El "ventilador" de Aldama apunta a Baleares: el pacto que acorrala a Armengol

Víctor de Aldama se pliega ante la Fiscalía y, según su propia confesión, admite haber repartido mordidas del 50% con la cúpula de Transportes. Estos indicios de organización criminal, que ya están en manos del Supremo, dinamitan el relato de Francina Armengol, cuya gestión en las islas aparece ahora como una pieza clave en el engranaje bajo sospecha.

El "ventilador" de Aldama apunta a Baleares: el pacto que acorrala a Armengol
Armengol en el Consolat en la pandemia
Armengol en el Consolat durante la pandemia

Terremoto en el tablero judicial! Víctor de Aldama ha decidido tirar de la manta, y su confesión amenaza con provocar un efecto dominó que llega directo al corazón de la política balear. En un escrito de defensa que funciona como una auténtica bomba de relojería, el empresario reconoce, según su declaración, que actuó como cabecilla de una presunta organización criminal. Lo que relata no es solo un escándalo de dinero; es, siempre según su versión, una traición sistemática a los recursos públicos.

Pedro Sanchez y Victor de Aldama
Pedro Sanchez y Victor de Aldama

Aldama mantiene en su escrito judicial que pactó con José Luis Ábalos y Koldo García el reparto de las ganancias: un 50% del botín para los políticos, según detalla el escrito al que ha tenido acceso ABC. El comisionista admite haber percibido 6,6 millones de euros por contratos de mascarillas, muchos de los cuales, según los indicios, se habrían fraguado bajo el mandato de Francina Armengol en Baleares. La implicación para la hoy presidenta del Congreso es, cuando menos, comprometida: si se confirma el relato de Aldama sobre la existencia de una trama organizada para obtener contratos mediante "información privilegiada", la compra de las mascarillas defectuosas por 3,7 millones de euros en las islas podría dejar de verse como un error para ser analizada como un eslabón necesario de la red.
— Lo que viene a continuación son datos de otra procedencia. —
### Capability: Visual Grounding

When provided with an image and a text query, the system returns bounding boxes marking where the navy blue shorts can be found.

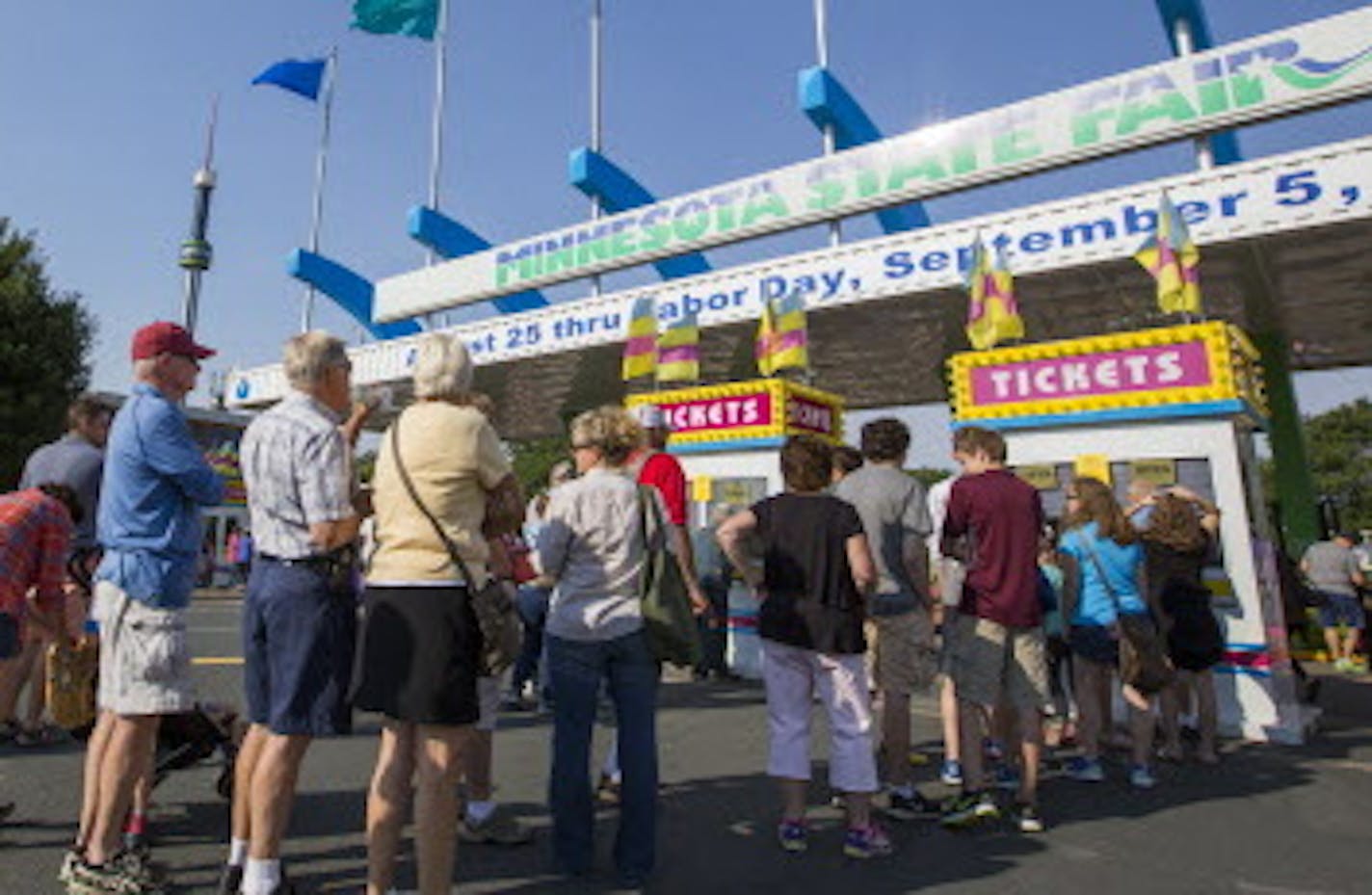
[1320,591,1368,630]
[243,557,356,736]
Baleares, según se desprende de estos nuevos indicios, habría funcionado como un pulmón financiero para una banda que, siempre según el relato del confeso, pagaba lujos personales —incluyendo el alquiler de la pareja del ministro— con fondos que debían protegernos del virus. La confesión ratifica que las directrices presuntamente venían de arriba, desde donde se habría presionado para que el Govern de Armengol aceptara un material que acabó inservible. Pero Aldama va más allá y detalla presuntos pagos en efectivo en establecimientos públicos y sobornos mensuales para garantizarse el "hilo directo" con el poder.

Armengol Y Ábalos
Armengol Y Ábalos

Este reconocimiento de hechos por parte de Aldama —cohecho y aprovechamiento de información privilegiada— deja la anterior línea de defensa de Armengol en una situación de extrema debilidad. Ya no resulta tan sencillo sostener que el Govern fue una víctima ajena; ahora, el propio cerebro de la operación confiesa judicialmente que el sistema estaba diseñado para el saqueo desde dentro. Con el juicio en el horizonte, Aldama busca clemencia confesándolo todo. El cerco sobre la gestión de la expresidenta balear se estrecha de forma asfixiante ante unos indicios que sitúan a sus interlocutores directos en el centro de la diana judicial.